SAN VITO. La vicenda giudiziaria dei cosiddetti “fatti di Ramuscello” a carico di Pier Paolo Pasolini prese le mosse da un verbale dei carabinieri di Cordovado datato 15 ottobre 1949, un mese e mezzo dopo la festa di Santa Sabina di fine agosto, anche se alcune testimonianze e gli stessi verbali dell’Arma parlano del 30 settembre.
Incriminato di corruzione di minori (denuncia poi ritirata) e atti osceni in luogo pubblico, Pasolini fu difeso da un collegio difensivo del quale faceva parte l’avvocato Bruno Brusin, che già frequentava l’allora insegnante residente a Casarsa dai tempi degli studi universitari.

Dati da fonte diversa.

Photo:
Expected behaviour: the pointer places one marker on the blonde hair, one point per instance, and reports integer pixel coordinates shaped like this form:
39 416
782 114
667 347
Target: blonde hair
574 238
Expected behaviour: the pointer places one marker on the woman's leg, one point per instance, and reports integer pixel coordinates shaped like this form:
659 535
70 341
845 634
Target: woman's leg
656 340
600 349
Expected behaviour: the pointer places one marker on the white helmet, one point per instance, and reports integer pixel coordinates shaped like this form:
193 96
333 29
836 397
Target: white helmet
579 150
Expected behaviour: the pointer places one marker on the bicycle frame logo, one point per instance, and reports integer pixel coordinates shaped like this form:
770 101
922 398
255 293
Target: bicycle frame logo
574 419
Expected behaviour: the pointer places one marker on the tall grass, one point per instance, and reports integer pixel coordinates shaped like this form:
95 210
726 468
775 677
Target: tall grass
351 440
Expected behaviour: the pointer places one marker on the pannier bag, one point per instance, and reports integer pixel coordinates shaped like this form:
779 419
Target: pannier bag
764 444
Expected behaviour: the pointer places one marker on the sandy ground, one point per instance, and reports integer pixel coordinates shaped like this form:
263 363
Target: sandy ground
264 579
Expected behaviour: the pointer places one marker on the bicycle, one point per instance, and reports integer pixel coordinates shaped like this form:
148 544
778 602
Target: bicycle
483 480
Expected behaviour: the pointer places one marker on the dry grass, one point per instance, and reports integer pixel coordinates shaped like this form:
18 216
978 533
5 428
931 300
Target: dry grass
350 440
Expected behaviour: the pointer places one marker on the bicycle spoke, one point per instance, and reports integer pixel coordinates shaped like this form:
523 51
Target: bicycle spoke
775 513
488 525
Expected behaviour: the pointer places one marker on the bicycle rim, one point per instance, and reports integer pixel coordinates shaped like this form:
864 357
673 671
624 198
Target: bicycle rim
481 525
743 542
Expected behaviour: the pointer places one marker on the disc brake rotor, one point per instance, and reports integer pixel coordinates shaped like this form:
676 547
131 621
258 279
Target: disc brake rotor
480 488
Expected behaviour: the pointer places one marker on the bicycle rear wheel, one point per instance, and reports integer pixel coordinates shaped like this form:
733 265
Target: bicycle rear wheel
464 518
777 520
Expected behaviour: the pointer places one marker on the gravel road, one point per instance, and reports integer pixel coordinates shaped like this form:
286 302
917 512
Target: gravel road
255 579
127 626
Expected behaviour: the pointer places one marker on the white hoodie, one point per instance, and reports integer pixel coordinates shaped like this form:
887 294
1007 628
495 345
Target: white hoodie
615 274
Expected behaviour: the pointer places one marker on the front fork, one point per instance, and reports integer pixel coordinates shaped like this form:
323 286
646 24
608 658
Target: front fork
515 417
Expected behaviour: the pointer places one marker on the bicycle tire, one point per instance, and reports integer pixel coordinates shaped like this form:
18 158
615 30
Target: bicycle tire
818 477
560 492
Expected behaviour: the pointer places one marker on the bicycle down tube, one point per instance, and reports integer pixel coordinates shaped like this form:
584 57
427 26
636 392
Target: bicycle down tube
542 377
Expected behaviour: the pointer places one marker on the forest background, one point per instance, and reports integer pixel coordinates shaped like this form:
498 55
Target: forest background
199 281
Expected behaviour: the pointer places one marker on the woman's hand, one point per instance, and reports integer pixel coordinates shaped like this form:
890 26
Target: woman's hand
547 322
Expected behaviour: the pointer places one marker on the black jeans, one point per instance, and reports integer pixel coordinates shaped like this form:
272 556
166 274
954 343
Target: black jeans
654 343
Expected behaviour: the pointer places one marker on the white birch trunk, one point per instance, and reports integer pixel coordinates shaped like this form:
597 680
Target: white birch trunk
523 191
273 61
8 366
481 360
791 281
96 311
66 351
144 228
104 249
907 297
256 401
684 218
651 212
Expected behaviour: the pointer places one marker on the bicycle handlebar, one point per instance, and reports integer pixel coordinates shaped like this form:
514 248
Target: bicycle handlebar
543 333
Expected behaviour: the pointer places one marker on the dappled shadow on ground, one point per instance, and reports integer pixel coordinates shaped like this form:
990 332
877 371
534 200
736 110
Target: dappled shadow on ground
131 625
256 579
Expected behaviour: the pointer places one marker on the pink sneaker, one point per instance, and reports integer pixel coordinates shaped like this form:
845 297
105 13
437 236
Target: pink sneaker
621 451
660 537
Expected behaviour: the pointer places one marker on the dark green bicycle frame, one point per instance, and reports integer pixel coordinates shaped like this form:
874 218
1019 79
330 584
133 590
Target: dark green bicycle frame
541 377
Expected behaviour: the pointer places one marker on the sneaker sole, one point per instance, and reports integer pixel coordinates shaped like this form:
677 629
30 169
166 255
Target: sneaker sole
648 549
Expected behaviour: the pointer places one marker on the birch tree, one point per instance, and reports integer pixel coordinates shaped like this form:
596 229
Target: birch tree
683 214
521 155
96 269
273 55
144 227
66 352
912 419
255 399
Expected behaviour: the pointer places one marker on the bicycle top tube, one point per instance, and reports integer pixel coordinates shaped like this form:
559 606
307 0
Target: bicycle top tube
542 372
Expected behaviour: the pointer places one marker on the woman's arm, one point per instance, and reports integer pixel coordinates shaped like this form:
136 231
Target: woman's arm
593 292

Secondo l’accusa, Pasolini si era appartato con quattro ragazzi, dei quali uno sotto i 16 anni, nel corso della sagra. La conseguente azione giudiziaria fu la prima di un’umiliante trafila di accuse per Pasolini.
L’intellettuale era già allora un bersaglio appetibile, sia dai democristiani locali sia dal “suo” Pci. La federazione locale del partito, ancor prima del processo, procedette con l’espulsione per «indegnità morale», comunicandola su l’Unità del 29 ottobre 1949.
Nel 1950, la pretura di San Vito condannò Pasolini e due dei ragazzi per atti osceni.
Nel 1952, l’assoluzione in appello per insufficienza di prove sugli atti osceni, mentre non si procedette (in un caso perché il fatto non costituiva reato, nell’altro per mancanza di querela) per corruzione di minori.
Determinante fu l’abilità di Brusin. Ma per Pasolini, raggiunto dall’assoluzione mentre era già a Roma, fu una vicenda devastante: era fuggito con la madre nella capitale, tra l’altro dopo aver subito anche l’esonero dall’insegnamento nella scuola media di Valvasone.